Romans 12:17: “Never repay evil for evil to anyone.”
Indeed, we must go even further, for Paul says that we must not merely refrain from seeking revenge against those who hurt us—we are actually supposed to be kind to them:
Romans 12:20-21: “ ‘But if your enemy is hungry, feed him; if he is thirsty, give him a drink; for in so doing you will heap burning coals on his head.’ Do not be overcome by evil, but overcome evil with good.”
In Romans 12:20, Paul is quoting from the Old Testament—Proverbs 25:21-22. Showing kindness to enemies is not merely a New Testament concept. We see it in the Old Testament, too—and not just in Proverbs. Exodus 23:4-5 says:
If you encounter your enemy’s ox or his donkey wandering away, you must return it to him. If you see the donkey of one who hates you lying helpless under its load, you shall not leave it helpless for its owner; you must arrange the load with him.
The point of these verses is not that we are to be kind to animals, for then why would it matter who the animal belonged to? The point is that we are to show kindness to an “enemy,” and even to “one who hates you.”
This is also Jesus’ point in his parable about the Good Samaritan in Luke 10:25-37. The Samaritans were descendants of peoples relocated by the Assyrians when they conquered the northern kingdom of Israel and deported the Israelites who were living there. The Samaritans were pagans, and a strong mutual hatred existed between them and the Jews, based on both religious and racial grounds. But Jesus used a Samaritan as the example of how to behave toward an enemy.

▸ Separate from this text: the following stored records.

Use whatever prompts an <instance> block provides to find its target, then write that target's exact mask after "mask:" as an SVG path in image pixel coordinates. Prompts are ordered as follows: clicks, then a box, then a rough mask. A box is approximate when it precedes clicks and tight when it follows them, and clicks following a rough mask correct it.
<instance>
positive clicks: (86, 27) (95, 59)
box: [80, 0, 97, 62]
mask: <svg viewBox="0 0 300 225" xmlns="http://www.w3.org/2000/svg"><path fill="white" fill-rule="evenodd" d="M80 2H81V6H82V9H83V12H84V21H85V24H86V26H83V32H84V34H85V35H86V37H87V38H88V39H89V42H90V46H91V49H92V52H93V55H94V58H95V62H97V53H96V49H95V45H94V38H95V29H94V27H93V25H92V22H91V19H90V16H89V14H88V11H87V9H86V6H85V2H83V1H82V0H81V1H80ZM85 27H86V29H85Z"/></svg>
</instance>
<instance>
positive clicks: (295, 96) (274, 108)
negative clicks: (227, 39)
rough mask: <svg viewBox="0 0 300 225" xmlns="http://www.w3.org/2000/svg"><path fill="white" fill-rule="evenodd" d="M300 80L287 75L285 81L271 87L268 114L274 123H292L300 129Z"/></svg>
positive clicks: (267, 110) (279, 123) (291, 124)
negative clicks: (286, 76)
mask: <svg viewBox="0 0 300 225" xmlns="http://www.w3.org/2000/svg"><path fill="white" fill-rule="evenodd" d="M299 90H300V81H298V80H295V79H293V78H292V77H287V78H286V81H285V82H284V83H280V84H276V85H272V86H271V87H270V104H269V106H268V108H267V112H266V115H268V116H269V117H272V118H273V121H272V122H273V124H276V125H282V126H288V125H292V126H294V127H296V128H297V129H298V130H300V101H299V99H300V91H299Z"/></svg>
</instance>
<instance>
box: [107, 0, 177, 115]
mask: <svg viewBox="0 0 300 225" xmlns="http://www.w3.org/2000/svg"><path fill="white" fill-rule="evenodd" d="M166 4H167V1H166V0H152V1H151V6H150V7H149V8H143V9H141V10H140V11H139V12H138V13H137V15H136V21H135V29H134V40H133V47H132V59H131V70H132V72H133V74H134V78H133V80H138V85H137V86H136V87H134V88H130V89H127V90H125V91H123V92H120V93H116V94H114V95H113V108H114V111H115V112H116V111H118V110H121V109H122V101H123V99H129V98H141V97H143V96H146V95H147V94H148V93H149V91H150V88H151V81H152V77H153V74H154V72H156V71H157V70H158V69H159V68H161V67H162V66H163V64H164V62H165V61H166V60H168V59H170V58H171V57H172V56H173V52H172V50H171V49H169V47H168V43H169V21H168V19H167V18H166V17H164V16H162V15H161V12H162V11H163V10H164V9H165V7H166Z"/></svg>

God wants us to be kind to enemies for two reasons. First, it might change the other person. It can soften his heart and change his behavior. But of course, that doesn’t always work. The far more important reason is that being kind to an enemy changes us. It frees us from ugly emotions. It frees us from dwelling on the hurt and reopening the wound. It frees us to love instead of hate.